専業主婦の休業損害は賃金センサスを元に計算

専業主婦の休業損害を算出するには、厚生労働省が発表している「賃金センサス」をもとに算出します。専業主婦の場合は、「賃金センサス」の女子労働者全年齢の平均賃金をベースに決められます。この金額は、おおよそ350万円程度になります。この「賃金センサス」での平均賃金を基に基礎収入額を計算し、これに家事をすることができなかった期間を休業期間として、休業補償の金額を計算します。

休業損害の計算式

  • ・休業損害 = 基礎収入額×休業期間

専業主婦の慰謝料請求の3つの基準

慰謝料請求の3つの基準

交通事故の損害賠償を算出する基準には、3つあり、それぞれ自賠責基準・任意保険基準・弁護士基準と呼ばれます。

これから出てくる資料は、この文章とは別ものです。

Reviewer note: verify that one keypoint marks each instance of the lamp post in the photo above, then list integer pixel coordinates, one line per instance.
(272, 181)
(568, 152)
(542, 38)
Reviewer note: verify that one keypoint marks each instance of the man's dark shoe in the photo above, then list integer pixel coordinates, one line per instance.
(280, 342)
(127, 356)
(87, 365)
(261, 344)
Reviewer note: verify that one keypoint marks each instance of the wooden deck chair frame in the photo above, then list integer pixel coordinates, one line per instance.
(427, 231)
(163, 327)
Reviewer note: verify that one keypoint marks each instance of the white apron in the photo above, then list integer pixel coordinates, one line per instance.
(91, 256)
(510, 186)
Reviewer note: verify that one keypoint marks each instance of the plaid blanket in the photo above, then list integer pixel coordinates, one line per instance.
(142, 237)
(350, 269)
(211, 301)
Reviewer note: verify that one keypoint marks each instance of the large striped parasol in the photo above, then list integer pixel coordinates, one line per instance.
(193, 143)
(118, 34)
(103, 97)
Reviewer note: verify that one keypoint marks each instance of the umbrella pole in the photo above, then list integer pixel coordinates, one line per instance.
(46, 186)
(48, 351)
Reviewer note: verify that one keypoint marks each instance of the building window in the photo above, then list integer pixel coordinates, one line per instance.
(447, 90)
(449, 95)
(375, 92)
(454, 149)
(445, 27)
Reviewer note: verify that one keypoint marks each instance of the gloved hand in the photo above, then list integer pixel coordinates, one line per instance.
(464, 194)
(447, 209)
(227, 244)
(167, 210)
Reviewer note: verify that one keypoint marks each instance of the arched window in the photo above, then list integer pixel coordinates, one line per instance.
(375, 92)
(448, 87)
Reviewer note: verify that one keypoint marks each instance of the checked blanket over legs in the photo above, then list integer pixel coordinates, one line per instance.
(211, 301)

自賠責基準は、自動車損賠賠償保障法という法律に、補償が受けられる症状とそれに対応した保険金の基準額が定められています。そもそも、この法律の趣旨が、人身事故の被害者に対する最低限の補償を確保することにありますので、補償額も120万円までと高額ではありません。
任意保険基準は、それぞれの保険会社で自由に設定している基準です。会社内部で定めているものですから一般には公開されていません。自賠責基準よりは高額ですが、弁護士基準よりは低額です。
弁護士基準とは、弁護士の団体が出している基準のことです。これは、過去の裁判例をベースにして算出されています。
したがって、争いが、裁判まで持ち込まれた場合に、勝ち取ることができる金額に近いといえるでしょう。

自賠責保険基準

自賠責保険での専業主婦の休業損害の計算は、次のようになります。まず、基礎収入額は、日額5700円と決められています。これに家事を行うことができなかった期間(休業期間)を掛けます。仮に休業期間を30日とすれば、5,700円×30日=171,000円となります。

弁護士基準(裁判基準)

弁護士基準の場合は、賃金センサスを基準とします。この金額は、おおよそ350万円程度ですから、日額では、9,600円程度となるでしょう。したがって、仮に休業期間を30日とすれば、9,600円×30日=288,000円となり、自賠責基準より高額となります。

まとめ

交通事故に遭った場合、専業主婦であっても、休業損害を受けることができます。つまり主婦業は、きちんと金銭的な評価を受けることができるということです。 そして、損害賠償の算定基準には、3つの基準が存在し、それぞれ被害者が受け取ることができる賠償額が異なります。そこで、納得がいく損害賠償を受けるためには、交通事故問題に強い弁護士に相談なさることをおすすめいたします。